Pulsed electromagnetic field therapy also has an obvious effect on osteoporosis treatment. Catalano et al. found that in women with postmenopausal osteoporosis, the evidence of a pulsed electromagnetic wave modulation of RANKL/OPG and Wnt/β-catenin signaling pathways was able to explain the metabolic effects of pulsed electromagnetic wave on bone [41]. Parhampour et al. also found that pulsed electromagnetic field therapy can improve bone metabolic disorders and joint function [42]. It has also been found in animal experiments that pulsed electromagnetic field therapy can also improve bone metabolism disorders. Zhou et al. found that pulsed electromagnetic field therapy has a favorable effect on the lumbar spine in this osteoporosis model than did either monotherapy [43]. Jiang et al. found that pulsed electromagnetic field therapy stimulation can prevent bone loss and improve lipid metabolism disorders in glucocorticoid-induced osteoporosis rats. Canonical Wnt signaling pathway plays an important role in bone formation and lipid metabolism during pulsed electromagnetic field stimulation [44]. Elsisi et al. found that PEMFs have better results in bone mineral content and bone mineral density (BMD) in elderly women [45]. After spinal fusion, pulsed electromagnetic wave therapy also showed good results in spinal fusion [46].
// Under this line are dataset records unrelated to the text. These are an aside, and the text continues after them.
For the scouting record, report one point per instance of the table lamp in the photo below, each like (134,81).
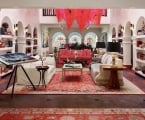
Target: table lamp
(113,47)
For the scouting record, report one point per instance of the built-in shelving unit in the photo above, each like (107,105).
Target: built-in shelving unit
(6,44)
(140,55)
(35,42)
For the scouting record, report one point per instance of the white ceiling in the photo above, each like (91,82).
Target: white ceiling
(72,3)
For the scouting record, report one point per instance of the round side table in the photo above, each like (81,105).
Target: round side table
(42,70)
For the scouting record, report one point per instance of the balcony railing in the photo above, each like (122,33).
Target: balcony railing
(51,12)
(48,12)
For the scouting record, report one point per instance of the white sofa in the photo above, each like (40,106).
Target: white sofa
(101,76)
(32,72)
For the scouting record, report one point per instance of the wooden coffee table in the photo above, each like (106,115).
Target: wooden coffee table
(114,80)
(71,67)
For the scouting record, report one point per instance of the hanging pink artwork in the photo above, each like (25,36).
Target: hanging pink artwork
(83,17)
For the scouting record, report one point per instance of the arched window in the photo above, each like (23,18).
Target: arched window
(58,39)
(75,37)
(91,38)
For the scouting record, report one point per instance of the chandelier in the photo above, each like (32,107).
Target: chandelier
(83,17)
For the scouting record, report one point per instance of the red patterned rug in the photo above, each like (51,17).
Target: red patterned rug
(71,114)
(74,84)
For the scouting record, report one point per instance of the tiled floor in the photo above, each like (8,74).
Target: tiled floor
(78,101)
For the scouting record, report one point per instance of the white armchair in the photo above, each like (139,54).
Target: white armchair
(32,72)
(101,76)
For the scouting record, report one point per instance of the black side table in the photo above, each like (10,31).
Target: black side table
(42,70)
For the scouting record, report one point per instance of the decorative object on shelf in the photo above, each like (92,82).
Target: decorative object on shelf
(100,45)
(113,47)
(120,31)
(131,29)
(76,54)
(42,59)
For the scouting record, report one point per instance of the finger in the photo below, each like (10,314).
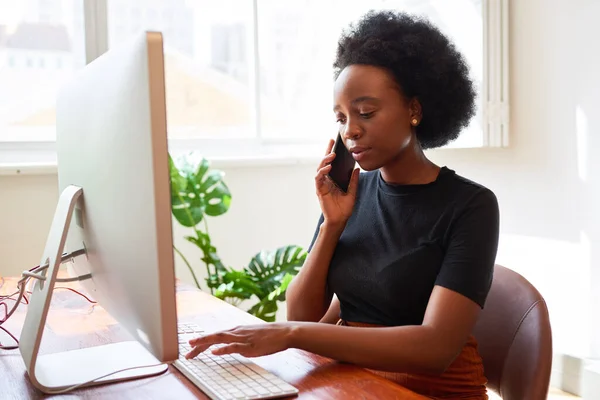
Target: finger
(326,160)
(321,174)
(329,146)
(195,351)
(353,186)
(239,348)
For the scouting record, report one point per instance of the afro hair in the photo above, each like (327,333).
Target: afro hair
(425,64)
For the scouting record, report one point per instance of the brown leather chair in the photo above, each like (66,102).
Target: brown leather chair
(515,338)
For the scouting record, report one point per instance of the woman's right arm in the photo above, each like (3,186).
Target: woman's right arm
(307,295)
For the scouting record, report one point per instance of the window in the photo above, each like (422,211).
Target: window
(297,44)
(206,62)
(257,71)
(28,84)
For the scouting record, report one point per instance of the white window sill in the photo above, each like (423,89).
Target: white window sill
(41,159)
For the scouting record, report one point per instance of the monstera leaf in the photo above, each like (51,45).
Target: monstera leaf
(196,190)
(266,309)
(268,269)
(233,284)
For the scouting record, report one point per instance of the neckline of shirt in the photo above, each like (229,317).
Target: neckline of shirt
(407,189)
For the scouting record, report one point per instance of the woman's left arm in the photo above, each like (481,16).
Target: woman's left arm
(453,308)
(427,348)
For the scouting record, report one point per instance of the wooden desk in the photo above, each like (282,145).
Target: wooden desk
(72,323)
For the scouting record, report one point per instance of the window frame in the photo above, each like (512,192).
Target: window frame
(38,156)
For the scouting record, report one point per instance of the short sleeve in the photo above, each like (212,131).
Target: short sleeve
(468,265)
(314,239)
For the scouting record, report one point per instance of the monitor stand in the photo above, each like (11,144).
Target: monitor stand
(59,371)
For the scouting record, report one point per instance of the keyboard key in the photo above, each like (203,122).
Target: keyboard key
(229,377)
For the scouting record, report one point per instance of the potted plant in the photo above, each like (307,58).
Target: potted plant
(198,192)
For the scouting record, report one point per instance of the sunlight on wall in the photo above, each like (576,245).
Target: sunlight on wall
(581,123)
(560,270)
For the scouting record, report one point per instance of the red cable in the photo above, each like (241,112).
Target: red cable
(3,303)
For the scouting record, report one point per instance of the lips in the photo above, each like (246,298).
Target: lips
(358,152)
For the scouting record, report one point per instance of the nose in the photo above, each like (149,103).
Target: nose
(352,130)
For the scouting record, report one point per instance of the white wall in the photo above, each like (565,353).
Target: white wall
(547,182)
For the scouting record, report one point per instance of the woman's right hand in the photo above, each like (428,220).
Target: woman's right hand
(336,205)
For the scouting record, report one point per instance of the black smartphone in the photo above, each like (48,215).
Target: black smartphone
(342,165)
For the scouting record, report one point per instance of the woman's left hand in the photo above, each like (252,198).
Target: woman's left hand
(249,341)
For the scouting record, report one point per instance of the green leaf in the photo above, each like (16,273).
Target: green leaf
(234,284)
(268,269)
(196,190)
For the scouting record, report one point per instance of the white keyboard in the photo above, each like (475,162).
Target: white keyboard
(227,377)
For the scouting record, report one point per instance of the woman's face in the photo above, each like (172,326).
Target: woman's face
(374,119)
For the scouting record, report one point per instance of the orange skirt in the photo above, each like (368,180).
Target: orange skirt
(464,379)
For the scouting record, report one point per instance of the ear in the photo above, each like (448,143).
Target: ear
(415,109)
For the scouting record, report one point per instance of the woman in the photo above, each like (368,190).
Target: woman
(400,266)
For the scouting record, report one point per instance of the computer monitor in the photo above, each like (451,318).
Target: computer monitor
(115,203)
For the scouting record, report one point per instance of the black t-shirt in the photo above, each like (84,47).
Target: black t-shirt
(402,240)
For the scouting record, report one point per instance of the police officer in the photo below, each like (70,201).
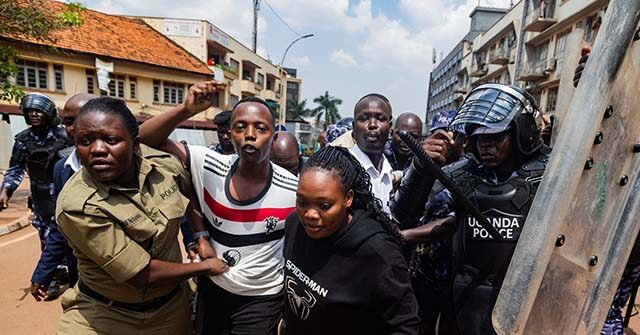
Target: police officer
(120,214)
(36,150)
(430,264)
(56,251)
(501,175)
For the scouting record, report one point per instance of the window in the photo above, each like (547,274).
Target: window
(58,74)
(133,88)
(260,79)
(91,81)
(116,86)
(156,91)
(270,84)
(215,101)
(561,42)
(32,74)
(173,93)
(234,66)
(552,99)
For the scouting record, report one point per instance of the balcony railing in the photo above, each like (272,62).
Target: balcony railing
(541,17)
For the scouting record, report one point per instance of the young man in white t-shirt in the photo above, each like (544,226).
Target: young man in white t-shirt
(244,201)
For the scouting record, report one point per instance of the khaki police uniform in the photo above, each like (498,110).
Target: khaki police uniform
(115,232)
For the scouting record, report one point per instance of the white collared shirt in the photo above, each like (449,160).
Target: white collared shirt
(73,162)
(381,182)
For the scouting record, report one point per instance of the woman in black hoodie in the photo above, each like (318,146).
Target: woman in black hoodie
(344,269)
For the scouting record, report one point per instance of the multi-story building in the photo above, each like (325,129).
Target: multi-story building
(148,71)
(447,79)
(526,47)
(545,27)
(494,51)
(245,72)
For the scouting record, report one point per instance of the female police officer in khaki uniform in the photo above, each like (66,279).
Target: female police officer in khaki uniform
(120,214)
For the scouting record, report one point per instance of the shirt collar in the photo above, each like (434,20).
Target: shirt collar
(73,161)
(367,164)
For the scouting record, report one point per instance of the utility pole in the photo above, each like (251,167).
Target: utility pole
(256,9)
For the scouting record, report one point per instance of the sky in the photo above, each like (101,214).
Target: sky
(358,47)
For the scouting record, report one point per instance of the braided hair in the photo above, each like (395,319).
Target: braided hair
(341,163)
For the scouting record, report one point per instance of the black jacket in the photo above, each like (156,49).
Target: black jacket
(354,282)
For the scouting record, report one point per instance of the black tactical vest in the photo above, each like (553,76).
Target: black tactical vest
(42,158)
(506,205)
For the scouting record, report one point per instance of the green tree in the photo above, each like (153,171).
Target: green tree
(327,106)
(33,20)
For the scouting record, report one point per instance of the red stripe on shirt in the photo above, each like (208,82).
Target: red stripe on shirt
(244,215)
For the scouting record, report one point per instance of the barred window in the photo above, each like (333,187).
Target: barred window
(156,91)
(173,93)
(58,72)
(133,88)
(116,86)
(91,81)
(32,74)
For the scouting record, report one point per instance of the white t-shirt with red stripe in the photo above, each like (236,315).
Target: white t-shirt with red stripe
(248,233)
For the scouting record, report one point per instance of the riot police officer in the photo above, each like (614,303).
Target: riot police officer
(506,161)
(36,150)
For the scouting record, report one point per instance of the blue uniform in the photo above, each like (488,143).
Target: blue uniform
(56,249)
(41,190)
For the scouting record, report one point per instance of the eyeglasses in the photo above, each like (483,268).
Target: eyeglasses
(68,121)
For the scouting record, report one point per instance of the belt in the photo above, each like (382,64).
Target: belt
(135,307)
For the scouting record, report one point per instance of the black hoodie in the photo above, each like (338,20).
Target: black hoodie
(354,282)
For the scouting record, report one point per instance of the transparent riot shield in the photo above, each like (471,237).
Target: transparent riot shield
(586,214)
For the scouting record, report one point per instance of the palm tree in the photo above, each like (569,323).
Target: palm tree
(297,109)
(328,106)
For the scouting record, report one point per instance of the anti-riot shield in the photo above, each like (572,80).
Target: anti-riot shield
(586,214)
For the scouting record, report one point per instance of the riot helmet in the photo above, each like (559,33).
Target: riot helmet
(41,103)
(495,108)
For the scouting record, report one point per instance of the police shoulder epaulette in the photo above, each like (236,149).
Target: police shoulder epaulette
(149,152)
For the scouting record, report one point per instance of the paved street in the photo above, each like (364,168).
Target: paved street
(19,312)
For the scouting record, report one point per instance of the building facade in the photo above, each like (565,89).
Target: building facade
(245,72)
(147,70)
(526,47)
(447,79)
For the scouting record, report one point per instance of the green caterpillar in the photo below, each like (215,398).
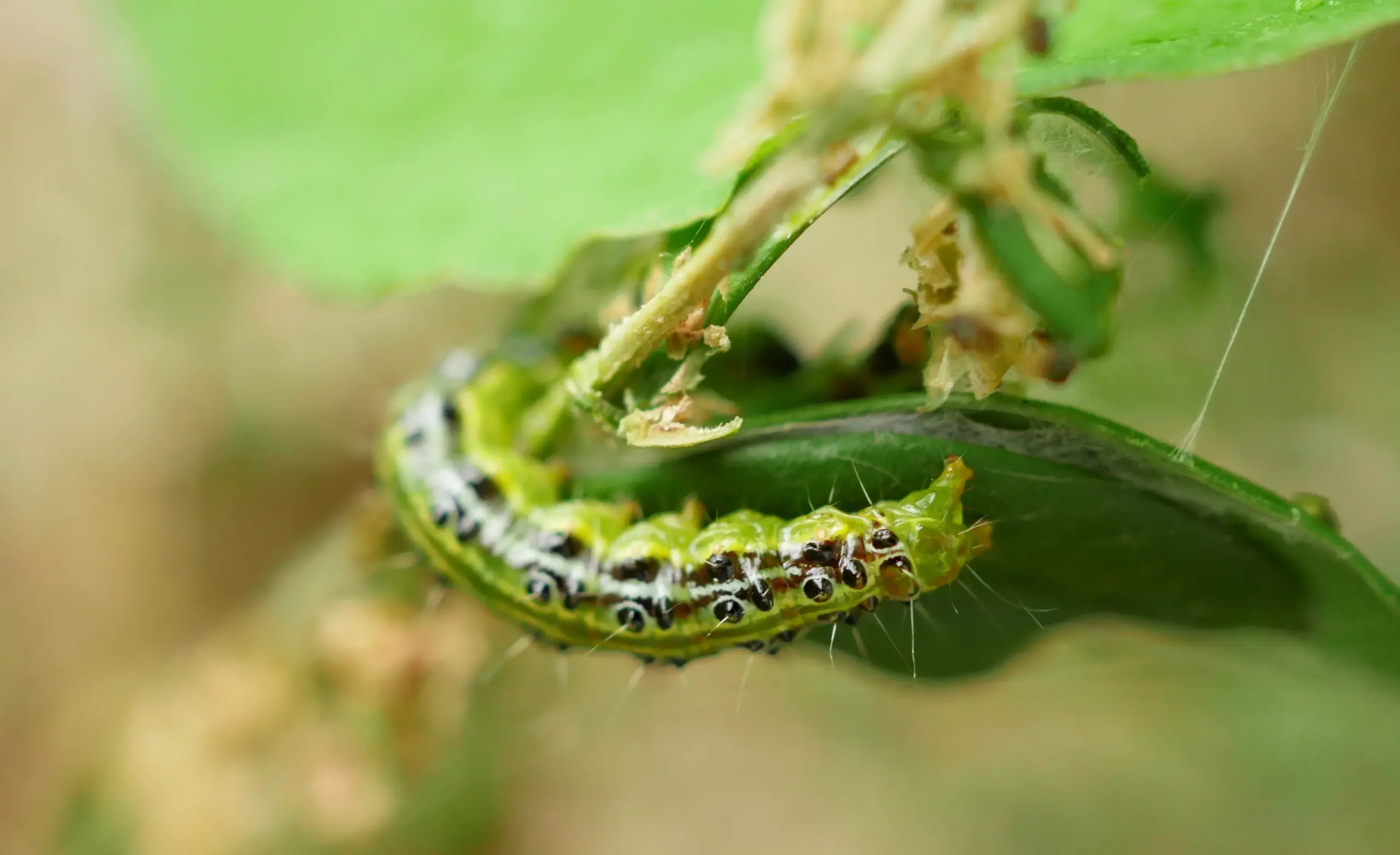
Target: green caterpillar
(664,588)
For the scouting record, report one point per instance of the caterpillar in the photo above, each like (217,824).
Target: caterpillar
(669,588)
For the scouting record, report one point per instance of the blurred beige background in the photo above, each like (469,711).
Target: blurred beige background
(176,423)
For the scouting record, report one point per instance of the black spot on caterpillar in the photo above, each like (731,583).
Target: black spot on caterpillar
(668,587)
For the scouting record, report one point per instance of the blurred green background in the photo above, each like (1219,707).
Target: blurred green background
(177,423)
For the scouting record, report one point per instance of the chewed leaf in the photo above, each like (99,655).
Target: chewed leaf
(1074,300)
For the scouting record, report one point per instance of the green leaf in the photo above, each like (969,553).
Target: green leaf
(1124,39)
(1089,518)
(1091,119)
(1076,304)
(376,144)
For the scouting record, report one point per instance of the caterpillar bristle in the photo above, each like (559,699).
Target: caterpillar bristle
(667,588)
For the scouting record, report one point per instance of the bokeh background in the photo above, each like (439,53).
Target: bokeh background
(176,423)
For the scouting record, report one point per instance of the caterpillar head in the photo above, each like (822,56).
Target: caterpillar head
(920,542)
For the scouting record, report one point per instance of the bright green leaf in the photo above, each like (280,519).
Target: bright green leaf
(374,144)
(1126,39)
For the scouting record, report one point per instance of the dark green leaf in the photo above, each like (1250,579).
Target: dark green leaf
(1089,518)
(1118,139)
(1126,39)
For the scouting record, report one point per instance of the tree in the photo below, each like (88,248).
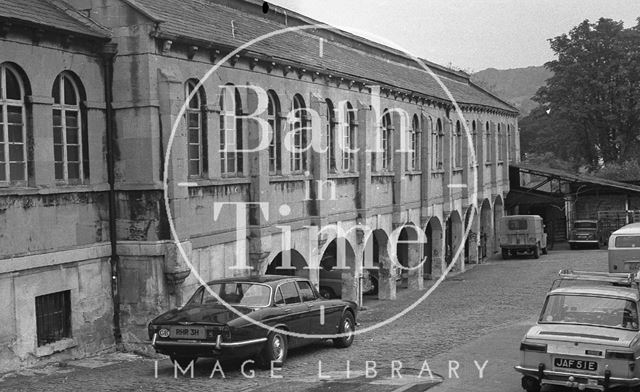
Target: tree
(595,92)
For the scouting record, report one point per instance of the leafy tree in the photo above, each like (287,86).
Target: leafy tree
(594,94)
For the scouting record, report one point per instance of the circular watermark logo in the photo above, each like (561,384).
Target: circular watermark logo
(294,143)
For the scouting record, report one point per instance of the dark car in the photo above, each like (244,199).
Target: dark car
(204,327)
(586,232)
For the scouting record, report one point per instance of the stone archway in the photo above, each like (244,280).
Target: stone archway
(409,255)
(337,274)
(498,212)
(453,236)
(378,265)
(471,243)
(486,229)
(432,267)
(294,266)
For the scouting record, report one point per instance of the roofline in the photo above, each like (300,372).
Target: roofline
(144,11)
(101,31)
(206,43)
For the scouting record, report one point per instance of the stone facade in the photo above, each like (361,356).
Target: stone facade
(57,235)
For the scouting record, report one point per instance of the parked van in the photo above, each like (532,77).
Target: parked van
(624,249)
(522,233)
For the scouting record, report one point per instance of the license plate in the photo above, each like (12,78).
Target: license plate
(577,364)
(188,333)
(632,266)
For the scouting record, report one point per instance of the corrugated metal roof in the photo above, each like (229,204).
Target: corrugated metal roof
(52,13)
(573,177)
(207,21)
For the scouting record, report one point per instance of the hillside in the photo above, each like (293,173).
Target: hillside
(516,85)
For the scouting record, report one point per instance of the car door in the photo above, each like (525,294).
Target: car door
(322,316)
(295,311)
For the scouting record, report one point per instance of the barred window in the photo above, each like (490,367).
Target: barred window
(457,149)
(275,145)
(299,133)
(196,117)
(387,142)
(413,155)
(69,139)
(13,131)
(53,317)
(439,145)
(349,140)
(488,151)
(331,137)
(231,136)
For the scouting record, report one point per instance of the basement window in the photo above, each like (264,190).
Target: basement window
(53,317)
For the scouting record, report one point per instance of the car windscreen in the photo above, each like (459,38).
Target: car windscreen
(590,310)
(628,241)
(517,224)
(234,293)
(585,225)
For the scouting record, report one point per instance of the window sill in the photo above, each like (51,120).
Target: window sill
(55,347)
(383,174)
(289,178)
(193,183)
(332,176)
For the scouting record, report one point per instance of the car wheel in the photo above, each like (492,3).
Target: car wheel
(326,292)
(184,362)
(347,326)
(275,350)
(530,384)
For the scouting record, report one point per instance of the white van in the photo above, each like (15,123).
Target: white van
(624,249)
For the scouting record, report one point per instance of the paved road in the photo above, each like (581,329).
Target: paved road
(474,317)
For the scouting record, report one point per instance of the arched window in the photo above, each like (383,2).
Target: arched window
(70,148)
(457,146)
(275,145)
(387,142)
(413,155)
(500,143)
(439,145)
(231,161)
(349,140)
(299,131)
(13,130)
(196,130)
(331,137)
(474,132)
(488,151)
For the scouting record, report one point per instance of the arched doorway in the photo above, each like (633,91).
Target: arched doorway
(409,254)
(378,267)
(498,212)
(471,243)
(288,262)
(452,236)
(432,249)
(486,229)
(338,270)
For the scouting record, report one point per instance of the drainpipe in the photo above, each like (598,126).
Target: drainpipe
(109,51)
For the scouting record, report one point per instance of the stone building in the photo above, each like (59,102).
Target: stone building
(94,93)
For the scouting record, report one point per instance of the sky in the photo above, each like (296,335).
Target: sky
(470,35)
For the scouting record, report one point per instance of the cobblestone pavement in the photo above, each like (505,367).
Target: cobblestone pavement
(478,315)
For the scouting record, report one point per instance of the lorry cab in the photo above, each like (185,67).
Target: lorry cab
(624,249)
(586,232)
(522,233)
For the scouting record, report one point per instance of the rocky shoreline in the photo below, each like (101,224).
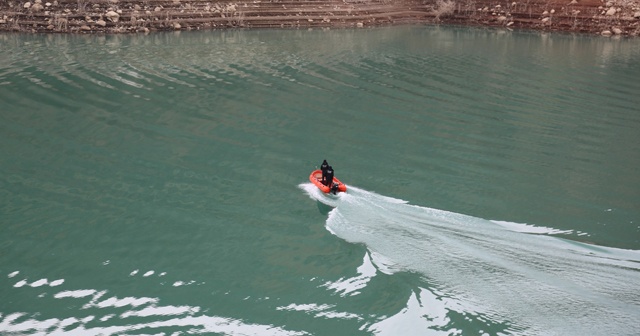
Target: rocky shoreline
(603,17)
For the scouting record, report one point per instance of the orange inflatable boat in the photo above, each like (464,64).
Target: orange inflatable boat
(316,179)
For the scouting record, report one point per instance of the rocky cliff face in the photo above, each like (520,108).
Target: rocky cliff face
(610,18)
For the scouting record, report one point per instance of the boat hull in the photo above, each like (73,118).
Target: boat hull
(316,179)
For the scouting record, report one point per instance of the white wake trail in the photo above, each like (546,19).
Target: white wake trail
(540,284)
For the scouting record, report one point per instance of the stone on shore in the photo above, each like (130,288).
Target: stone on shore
(112,16)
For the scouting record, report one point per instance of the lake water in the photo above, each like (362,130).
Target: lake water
(158,185)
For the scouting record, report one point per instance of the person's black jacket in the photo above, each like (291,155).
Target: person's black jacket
(329,176)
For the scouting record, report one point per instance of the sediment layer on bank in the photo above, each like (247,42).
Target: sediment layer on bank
(609,18)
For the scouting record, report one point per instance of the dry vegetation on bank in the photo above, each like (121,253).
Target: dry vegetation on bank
(613,17)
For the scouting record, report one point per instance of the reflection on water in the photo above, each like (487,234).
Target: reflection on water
(182,151)
(98,312)
(535,283)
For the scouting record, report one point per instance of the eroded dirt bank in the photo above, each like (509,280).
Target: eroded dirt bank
(609,18)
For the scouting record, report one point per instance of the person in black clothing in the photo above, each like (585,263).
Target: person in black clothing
(323,168)
(329,177)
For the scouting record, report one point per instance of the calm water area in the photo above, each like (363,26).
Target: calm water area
(159,184)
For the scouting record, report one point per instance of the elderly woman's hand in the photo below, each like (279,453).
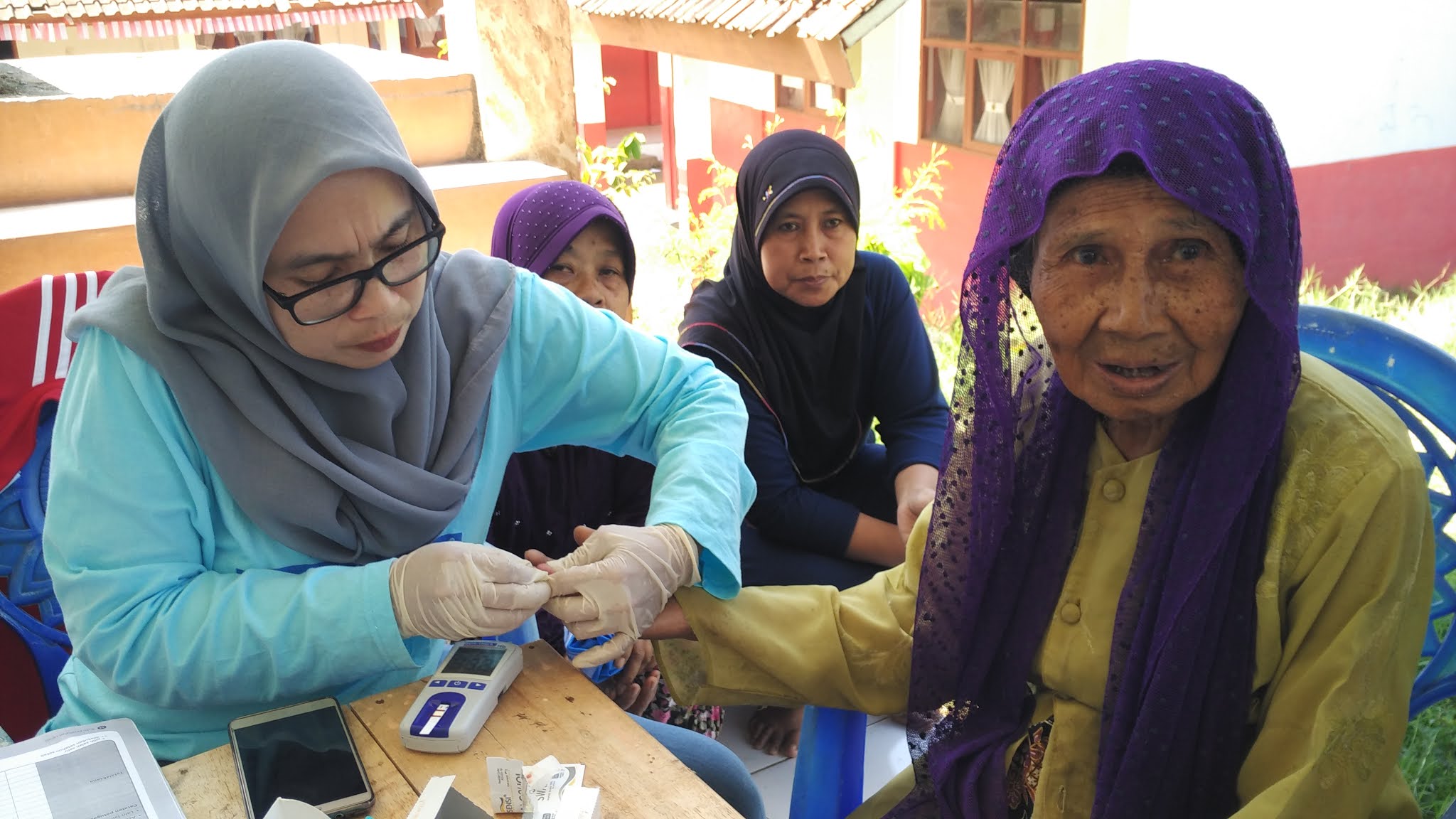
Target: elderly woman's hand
(915,490)
(618,582)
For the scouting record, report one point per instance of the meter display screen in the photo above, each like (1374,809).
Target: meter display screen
(479,660)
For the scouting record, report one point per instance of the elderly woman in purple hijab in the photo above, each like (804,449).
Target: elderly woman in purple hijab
(1174,567)
(571,235)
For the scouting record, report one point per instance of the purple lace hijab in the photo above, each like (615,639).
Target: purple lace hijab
(1008,508)
(537,223)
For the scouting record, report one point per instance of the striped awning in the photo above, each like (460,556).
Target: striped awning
(220,23)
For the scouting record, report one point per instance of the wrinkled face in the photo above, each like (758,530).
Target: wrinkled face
(1139,296)
(593,269)
(347,223)
(808,248)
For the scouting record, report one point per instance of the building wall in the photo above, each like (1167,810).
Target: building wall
(1366,108)
(1366,112)
(633,100)
(76,44)
(592,114)
(965,183)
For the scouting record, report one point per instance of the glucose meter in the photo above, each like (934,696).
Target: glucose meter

Although PEMF has satisfactory therapeutic effects in various musculoskeletal system diseases, PEMF still has some problems. The first is that the mechanism of PEMF is currently unclear and there is no standardized treatment plan and parameters [47]. Secondly, PEMF needs to protect patients and research participants during operation, but whether it poses risks to patients and operators needs further evaluation. Long-term exposure to electromagnetic fields may have adverse effects on the brain and peripheral nervous system, cardiovascular system, cognition, and vestibular function. In addition, electromagnetic field exposure will also lead to an increase in the incidence of depression and other neurodegenerative diseases, so further studies are needed for the adverse reactions caused by PEMF [48].

5. Study Limitations

Limitations of this study include the following points. Firstly, the sample size of this study is small, and the lack of long-term follow-up results. At the same time, follow-up time can be up to three months, which leads to the loss of follow-up. At the same time, with the extension of time, the PEMF may have a better effect, but the follow-up time in this study is still relatively short. Secondly, in this study, patients can know whether they are involved in vibration therapy, which may have some long-term effect on patients.

6. Conclusion

In our study, we analyzed the effects of pulsed electromagnetic field therapy on vertebral fractures and followed them for 3 months and found that pulsed electromagnetic field therapy showed significant improvements in postoperative pain, quality of life, and function. At the same time, because vertebral fracture surgery is prone to bone loss, so our research further analyzes that pulsed electromagnetic field treatment can further improve bone mass and bone microstructure. This provides new ideas for the future rehabilitation of vertebral fractures.

Data Availability

The data used to support the findings of this study are included within the article.

Ethical Approval

This study is a randomized controlled study and approved by our Hospital Ethics Committee (LA2020342).

Disclosure

The funders had no role in the design of the study; in the collection, analyses, or interpretation of data; in the writing of the manuscript; or in the decision to publish the results.

Conflicts of Interest

The authors declare no conflict of interest.

Authors’ Contributions

ZQY and GZQ contributed to the conception and design. XJ and ZQY helped in the acquisition, analysis, and interpretation of the data. ZQY performed drafting and writing of the manuscript. ZQY, GZQ, XJ, and LW did the final approval of the article. Wei Liu and Xiao Jin contributed equally to this work.

Acknowledgments

We would like to thank all participants and our hospital. This research was funded by the Qinghai Province Health System Guiding Plan Project (Grant no. 2019-wjzdx-08).